If you go to the Sorbonne when it is closed, or any of the major schools in Paris, including Ecole des Beaux Arts, you will find it difficult to find a single piece of information about it.  The hours, administrative offices, course schedules, anything.  Even when the doors are open, you usually need to know where to go.  There are rarely maps, directions, etc.  In fact, at the Sorbonne, there is no graffiti, no posters, no announcements of bands, nothing that would indicate a college; the walls are remarkably blank.  Ironically, once you enter the Ecole des Beaux Arts, there is graffiti everywhere, but it consists primarily of tags
Despite frequent claims to be “open” to all, these buildings can be off-putting. Sometimes it can be difficult to even figure out where the entrance may be.  The design itself suggests, if you don’t know, you shouldn’t be there.

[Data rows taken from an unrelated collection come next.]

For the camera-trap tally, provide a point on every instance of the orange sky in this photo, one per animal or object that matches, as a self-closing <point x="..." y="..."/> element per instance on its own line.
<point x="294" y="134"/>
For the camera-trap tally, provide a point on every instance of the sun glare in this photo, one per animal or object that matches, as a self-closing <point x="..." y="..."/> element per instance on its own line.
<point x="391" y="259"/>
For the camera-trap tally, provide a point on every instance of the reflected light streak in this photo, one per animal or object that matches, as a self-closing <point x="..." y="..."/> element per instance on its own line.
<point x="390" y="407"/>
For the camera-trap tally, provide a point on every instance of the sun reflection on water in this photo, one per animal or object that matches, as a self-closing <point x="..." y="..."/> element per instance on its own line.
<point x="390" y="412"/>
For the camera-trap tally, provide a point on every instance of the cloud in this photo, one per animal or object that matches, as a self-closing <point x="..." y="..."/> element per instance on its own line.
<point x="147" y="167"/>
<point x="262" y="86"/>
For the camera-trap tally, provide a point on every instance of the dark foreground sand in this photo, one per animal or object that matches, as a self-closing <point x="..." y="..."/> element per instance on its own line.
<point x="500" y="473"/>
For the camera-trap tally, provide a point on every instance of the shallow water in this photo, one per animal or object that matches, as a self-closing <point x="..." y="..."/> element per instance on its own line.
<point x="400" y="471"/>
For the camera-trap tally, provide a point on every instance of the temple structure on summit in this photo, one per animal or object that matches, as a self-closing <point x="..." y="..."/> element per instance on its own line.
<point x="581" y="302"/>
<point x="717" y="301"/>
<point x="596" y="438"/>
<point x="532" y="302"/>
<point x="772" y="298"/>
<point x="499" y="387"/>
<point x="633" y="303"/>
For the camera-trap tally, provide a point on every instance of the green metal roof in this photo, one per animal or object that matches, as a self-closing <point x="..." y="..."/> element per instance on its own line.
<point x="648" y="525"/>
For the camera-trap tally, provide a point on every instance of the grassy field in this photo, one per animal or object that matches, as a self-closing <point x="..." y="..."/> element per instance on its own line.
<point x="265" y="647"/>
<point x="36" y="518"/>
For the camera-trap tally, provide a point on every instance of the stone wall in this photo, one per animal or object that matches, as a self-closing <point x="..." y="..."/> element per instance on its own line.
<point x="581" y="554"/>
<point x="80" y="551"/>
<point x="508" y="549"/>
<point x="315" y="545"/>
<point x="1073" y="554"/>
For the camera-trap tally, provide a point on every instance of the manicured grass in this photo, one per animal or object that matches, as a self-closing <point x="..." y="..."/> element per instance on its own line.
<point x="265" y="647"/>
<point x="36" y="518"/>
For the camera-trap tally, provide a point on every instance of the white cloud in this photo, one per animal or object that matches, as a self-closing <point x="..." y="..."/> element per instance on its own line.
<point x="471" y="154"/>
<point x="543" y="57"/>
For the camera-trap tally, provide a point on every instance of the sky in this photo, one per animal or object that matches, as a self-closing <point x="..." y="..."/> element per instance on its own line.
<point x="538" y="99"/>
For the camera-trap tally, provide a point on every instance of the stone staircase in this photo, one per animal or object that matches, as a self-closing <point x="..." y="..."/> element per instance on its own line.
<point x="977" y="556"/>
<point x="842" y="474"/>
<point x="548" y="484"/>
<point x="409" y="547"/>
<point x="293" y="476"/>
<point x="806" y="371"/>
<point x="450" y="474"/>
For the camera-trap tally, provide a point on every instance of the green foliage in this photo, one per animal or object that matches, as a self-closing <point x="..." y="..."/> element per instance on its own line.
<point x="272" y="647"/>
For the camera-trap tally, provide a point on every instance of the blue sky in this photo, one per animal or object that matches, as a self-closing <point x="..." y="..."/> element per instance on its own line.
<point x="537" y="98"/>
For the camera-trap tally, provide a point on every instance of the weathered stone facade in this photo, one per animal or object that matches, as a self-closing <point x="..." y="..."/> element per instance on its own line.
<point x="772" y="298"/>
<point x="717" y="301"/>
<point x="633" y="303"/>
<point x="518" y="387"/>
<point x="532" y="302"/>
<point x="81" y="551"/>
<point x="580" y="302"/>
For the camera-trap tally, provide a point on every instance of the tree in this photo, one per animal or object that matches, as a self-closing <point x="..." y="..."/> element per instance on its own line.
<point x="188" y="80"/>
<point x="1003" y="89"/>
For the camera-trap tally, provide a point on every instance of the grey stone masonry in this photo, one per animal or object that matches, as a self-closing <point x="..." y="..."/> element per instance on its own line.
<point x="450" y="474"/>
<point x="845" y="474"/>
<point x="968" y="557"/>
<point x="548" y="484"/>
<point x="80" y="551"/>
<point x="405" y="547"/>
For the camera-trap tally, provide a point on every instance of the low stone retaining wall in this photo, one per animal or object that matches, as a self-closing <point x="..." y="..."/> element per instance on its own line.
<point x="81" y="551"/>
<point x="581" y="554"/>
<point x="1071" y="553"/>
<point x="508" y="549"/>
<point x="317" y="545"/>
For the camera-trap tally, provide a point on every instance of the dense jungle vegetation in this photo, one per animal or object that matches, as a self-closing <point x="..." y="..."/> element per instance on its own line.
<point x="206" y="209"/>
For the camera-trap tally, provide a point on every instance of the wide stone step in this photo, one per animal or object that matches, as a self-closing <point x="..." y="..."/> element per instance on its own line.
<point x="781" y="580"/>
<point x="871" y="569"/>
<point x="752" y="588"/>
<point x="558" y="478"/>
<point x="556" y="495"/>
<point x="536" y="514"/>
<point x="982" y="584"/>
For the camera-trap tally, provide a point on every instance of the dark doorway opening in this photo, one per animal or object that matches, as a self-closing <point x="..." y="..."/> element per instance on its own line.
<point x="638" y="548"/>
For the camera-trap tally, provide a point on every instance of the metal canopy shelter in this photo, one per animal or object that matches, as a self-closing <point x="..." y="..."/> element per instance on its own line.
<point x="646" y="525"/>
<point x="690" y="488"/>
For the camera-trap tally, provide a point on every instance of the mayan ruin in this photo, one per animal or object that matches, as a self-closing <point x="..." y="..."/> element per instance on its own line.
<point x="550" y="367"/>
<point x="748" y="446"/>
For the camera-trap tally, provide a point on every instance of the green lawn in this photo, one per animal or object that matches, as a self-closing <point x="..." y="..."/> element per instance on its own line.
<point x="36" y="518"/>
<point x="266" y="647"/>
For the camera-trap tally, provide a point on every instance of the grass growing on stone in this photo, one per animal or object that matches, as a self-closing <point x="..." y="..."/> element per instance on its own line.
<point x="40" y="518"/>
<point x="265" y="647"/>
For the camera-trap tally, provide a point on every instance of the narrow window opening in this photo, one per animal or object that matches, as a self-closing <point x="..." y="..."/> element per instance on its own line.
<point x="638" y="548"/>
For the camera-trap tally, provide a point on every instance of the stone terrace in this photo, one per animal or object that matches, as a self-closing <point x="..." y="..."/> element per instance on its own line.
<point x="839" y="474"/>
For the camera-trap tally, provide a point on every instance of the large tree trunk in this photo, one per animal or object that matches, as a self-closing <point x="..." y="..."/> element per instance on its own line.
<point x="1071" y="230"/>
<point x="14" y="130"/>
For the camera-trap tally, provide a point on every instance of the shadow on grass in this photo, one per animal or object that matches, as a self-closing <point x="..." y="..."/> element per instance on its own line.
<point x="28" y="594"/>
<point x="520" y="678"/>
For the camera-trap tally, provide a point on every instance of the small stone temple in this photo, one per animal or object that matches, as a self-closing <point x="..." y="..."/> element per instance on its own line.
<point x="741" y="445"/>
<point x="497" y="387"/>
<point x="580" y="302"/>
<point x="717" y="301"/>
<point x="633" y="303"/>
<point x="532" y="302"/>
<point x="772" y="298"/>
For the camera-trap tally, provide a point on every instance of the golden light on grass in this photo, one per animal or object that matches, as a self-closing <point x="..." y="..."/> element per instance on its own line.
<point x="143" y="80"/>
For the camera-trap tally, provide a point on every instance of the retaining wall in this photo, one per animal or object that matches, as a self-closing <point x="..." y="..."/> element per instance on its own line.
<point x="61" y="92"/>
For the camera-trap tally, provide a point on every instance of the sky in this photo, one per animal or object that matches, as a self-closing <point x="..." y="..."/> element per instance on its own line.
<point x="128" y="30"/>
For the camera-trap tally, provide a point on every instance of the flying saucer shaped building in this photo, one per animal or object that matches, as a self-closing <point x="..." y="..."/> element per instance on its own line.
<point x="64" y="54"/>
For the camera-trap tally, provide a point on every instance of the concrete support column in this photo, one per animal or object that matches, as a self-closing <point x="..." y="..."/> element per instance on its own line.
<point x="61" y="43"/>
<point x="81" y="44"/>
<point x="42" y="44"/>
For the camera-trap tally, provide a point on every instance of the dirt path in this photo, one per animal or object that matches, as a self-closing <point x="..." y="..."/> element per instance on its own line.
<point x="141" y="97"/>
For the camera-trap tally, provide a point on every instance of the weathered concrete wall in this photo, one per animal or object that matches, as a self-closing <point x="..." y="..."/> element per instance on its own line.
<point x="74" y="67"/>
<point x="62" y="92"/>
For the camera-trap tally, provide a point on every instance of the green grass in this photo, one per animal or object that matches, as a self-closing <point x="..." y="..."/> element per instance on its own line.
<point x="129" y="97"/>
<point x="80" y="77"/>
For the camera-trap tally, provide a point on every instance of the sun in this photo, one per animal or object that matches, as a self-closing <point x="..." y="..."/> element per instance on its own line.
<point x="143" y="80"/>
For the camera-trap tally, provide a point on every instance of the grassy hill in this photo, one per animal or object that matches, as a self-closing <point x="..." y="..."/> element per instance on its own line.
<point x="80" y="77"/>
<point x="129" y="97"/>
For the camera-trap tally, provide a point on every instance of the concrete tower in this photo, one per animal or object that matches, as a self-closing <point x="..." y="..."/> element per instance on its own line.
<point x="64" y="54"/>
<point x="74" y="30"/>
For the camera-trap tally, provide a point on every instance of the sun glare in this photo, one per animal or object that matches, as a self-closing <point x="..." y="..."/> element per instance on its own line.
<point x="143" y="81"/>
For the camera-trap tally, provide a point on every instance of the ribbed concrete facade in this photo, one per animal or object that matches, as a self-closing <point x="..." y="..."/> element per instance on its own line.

            Even those buildings which are supposedly open to the public have a design which controls access.  Supposedly the Francois Mitterand national library, which consists of four towers, is meant to resemble open books.  Instead the four towers make it look like a castle, and, for me, it strikes echoes of the Bastille.  It’s imposing with its entrances underground.  Even when a person has figured out how to get inside, access is limited until she or he has registered, gotten a reader’s id (for a fee), and negotiated a system of turnstiles. 
            Educational reforms in the wake of the Mai protests were supposed to increase access; the architecture itself suggests this has not happened.  And while there exists a stereotype now of students taking to the streets and marching around outside, inside the university, on a structural level, few changes would seem to have been made.  The issues that originally impelled the students to protest – over-crowded classrooms, lack of resources, increasing tests, a class structure, a sense of disconnection and irrelevance – still dominate.